Theatre Junction has undergone several changes in the years since Artistic Director Mark Lawes founded the company in 1991. After a successful campaign to save the historic building from demolition, Theatre Junction relocated to the Grand in 2006 from the Southern Alberta Jubilee Auditorium, where the company was based for 14 years. While the company could have continued with “a program that was really more along the lines of interpreting text,” Lawes felt that it was important for Theatre Junction to change its mandate when they took over the Grand.

“There was a lot of risk involved in that change,” said Lawes. “I saw the regional theatre model as coming of age and potentially declining. The audience was getting older. It wasn’t engaging for young people to go and see work. And that was really important for me to engage millennials in arts and culture.” 

Today, Theatre Junction presents local, national, and international creation-based artists from multiple disciplines. Theatre Junction GRAND has transformed into a “different kind of cultural space” that continues the Grand’s legacy of culturalizing Calgary, while also being contemporary.

“It’s a real junction,” said Lawes about the space, which is also home to the restaurant Workshop Kitchen + Culture. “A meeting place where people come together and not only see amazing works of art, but can meet new people and talk about arts and ideas.”

One of seven shows to be presented in Theatre Junction’s upcoming season is Volker Gerling’s Portraits in Motion. Gerling’s Portraits in Motion will be presented by Theatre Junction and One Yellow Rabbit as part of the 31st Annual High Performance Rodeo. After walking 3500 km throughout Germany, Gerling created flip book portraits of the people he met on his journey. Audiences will get to see these portraits and hear the stories behind them when Gerling comes to Theatre Junction in January 2017.

“He just decided to walk and meet people,” said Lawes. “For me, it’s a beautiful, simple act of humanity. It’s going back to something very basic about meeting someone. That’s something that we all crave and need.”

Lawes says that Gerling will walk around Calgary, meeting people when he arrives in the new year. This material will not be included in the production at Theatre Junction, he adds, since “the show is set” already.

In March, Theatre Junction will present Porte Parole and Crow’s Theatre’s The Watershed. Written by Montreal playwright Annabel Soutar, who travelled cross-country across Canada with her family, The Watershed is an investigation into the future of our natural resources that raises questions concerning the politics of water.

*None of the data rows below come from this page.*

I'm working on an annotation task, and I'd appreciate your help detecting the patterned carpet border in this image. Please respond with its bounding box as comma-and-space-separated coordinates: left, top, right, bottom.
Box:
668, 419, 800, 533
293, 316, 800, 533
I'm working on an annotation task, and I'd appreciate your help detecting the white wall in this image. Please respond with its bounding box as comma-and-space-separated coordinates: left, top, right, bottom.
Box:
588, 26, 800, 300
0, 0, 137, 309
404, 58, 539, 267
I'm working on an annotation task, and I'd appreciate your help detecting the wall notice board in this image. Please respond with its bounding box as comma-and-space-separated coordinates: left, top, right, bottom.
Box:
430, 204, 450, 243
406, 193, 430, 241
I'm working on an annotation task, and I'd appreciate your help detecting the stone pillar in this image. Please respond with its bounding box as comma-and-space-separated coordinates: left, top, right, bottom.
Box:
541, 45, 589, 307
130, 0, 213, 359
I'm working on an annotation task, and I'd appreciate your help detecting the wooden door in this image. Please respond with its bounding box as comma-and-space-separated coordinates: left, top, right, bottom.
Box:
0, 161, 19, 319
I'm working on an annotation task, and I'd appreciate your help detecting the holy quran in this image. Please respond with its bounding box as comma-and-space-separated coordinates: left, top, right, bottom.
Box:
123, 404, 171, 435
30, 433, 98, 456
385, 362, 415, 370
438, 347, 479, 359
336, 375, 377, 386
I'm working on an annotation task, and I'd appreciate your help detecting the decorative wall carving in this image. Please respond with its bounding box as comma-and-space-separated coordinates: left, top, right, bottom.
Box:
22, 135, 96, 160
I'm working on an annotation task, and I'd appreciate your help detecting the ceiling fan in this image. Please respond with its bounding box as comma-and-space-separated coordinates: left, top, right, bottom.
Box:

“[Soutar] has been making documentary theatre on subjects that are important to her and her family,” said Lawes about the theatre artist. “We presented Seeds two years ago, that was [about] the Monsanto versus Schmeiser trial…It really questioned who owns a seed, who owns life.”

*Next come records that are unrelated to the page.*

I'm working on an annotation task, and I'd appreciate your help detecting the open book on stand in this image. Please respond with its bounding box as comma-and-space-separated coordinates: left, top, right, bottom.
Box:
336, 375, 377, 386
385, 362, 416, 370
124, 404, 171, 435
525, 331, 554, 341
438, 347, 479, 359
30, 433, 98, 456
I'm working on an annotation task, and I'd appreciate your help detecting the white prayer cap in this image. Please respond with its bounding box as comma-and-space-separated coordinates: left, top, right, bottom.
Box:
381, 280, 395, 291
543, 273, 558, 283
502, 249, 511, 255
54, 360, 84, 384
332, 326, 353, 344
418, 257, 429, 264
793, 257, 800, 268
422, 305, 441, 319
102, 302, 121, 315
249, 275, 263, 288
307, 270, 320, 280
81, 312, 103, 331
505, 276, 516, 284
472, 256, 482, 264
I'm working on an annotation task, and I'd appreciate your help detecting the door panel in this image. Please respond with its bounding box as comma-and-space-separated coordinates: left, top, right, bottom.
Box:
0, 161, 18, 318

Lawes says that Soutar was particularly concerned about the state of water in Canada under the Harper government. “She was really concerned with policy surrounding research: what was being researched, what wasn’t being published from scientists. Funds that were being cut for research.”

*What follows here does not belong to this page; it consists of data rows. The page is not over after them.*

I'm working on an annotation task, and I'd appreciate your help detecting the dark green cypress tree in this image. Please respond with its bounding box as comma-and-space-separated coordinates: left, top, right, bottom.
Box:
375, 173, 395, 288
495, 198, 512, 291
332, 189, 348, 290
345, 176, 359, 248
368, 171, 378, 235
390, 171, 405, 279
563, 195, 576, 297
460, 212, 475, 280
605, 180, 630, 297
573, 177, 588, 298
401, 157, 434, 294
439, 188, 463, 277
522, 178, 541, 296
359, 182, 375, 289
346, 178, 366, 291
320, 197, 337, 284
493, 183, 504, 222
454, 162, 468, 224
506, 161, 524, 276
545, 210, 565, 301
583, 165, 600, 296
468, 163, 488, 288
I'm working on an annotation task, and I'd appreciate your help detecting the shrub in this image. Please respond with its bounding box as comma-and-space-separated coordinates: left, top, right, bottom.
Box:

When asked what goes into programming a season, especially one that includes international work, Lawes confesses that “there’s really no secrets, but it is a very long, complicated process.”

“I go out to festivals every year and see a lot of work,” Lawes said. “I have a bunch of different partners across the country and in the United States that we also talk to see what’s touring and share ideas of work. So, some works come very quickly, you know I see something I really like and it happens to be touring.

He adds that it is also about “keeping [a] dialogue open with artists who have presented before,” like Japanese dancer and choreographer Hiroaki Umeda whose new work was seen by Lawes in Montreal.

“He happened to be touring in Mexico just before he’ll be presenting here, so he was on the continent, more or less, and on the same side of the continent. So, it made some sense for him to come up here. That’s one example of how that works.”

Umeda will return to Theatre Junction in October 2016 with two new solo performances, Intensional Particle/split flow.